Roasting and Baking


Roasting and Baking -

Old-fashioned "roasting" consisted in cooking meats on a spit before an open fire, as still done in England, but in this country the term is now applied almost exclusively to meat cooked in the oven. The term "baked," formerly applied to all foods cooked in the oven, is now confined to fish, vegetables, etc., as "baked weakfish," "baked potatoes," etc. - meats such as beef, lanb, etc., are similarly cooked but are known as "roast beef," "roast lamb," etc.

"Roasting" involves a considerable loss of weight, but it has always been and still remains one of the most popular methods.
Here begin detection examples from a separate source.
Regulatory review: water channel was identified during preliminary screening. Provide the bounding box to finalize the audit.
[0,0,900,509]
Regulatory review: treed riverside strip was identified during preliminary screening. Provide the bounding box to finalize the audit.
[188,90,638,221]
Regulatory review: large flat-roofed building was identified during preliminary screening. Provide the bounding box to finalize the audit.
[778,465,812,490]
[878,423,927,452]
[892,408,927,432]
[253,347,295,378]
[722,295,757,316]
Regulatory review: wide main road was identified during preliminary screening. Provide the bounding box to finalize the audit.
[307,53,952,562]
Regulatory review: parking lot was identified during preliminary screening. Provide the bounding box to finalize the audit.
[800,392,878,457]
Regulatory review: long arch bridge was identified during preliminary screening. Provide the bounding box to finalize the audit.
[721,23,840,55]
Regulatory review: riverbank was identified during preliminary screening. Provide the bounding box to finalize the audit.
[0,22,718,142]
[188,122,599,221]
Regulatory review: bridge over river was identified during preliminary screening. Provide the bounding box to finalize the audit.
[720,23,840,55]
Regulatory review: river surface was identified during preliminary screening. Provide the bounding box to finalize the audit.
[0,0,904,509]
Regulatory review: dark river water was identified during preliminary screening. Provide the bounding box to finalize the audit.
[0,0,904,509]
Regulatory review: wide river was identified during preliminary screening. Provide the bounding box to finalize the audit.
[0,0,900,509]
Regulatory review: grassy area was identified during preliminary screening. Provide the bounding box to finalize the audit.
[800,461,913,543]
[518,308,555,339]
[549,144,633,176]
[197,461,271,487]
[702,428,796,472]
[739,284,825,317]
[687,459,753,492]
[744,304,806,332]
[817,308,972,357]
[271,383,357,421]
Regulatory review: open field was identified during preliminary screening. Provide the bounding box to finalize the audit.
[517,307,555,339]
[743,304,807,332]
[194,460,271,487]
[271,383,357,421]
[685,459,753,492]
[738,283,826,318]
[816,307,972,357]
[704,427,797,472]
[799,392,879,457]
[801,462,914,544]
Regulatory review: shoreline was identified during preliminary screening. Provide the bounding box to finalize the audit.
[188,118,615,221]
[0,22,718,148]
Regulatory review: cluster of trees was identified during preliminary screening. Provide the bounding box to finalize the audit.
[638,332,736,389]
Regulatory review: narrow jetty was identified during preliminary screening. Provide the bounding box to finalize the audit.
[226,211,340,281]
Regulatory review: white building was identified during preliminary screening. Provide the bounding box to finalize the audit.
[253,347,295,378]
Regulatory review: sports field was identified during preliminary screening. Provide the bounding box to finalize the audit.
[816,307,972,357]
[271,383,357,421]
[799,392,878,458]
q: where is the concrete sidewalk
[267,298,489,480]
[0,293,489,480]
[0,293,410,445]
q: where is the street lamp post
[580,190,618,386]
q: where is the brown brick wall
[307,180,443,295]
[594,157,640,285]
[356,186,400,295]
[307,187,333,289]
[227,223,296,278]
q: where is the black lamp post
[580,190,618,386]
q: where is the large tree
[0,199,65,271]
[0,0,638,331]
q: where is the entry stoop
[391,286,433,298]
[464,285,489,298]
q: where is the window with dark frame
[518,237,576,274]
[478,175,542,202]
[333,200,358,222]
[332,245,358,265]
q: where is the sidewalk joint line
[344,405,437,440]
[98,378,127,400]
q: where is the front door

The chef points to be observed are:

  • (1) To keep the oven clean.
  • (2) To regulate the temperature to avoid both waste of time by too slow cooking and poor results by excessive heat.
  • (3) That the greatest heat should be for only the first ten minutes, to obtain the outside "envelop" of coagulated albumen to retain the juices - as mentioned under the head of Boiling - and then should be more moderate - and steady.
  • (4) That the meat must be basted frequently, as this greatly assists in the cooking, keeps the meat juicy and improves the flavor.

Both roasting and baking develop the meat extractives or flavor to a high extent, lightening the meat at the same time by the melting of some of the interleaved fat and changing some of the connective tissues into gelatine.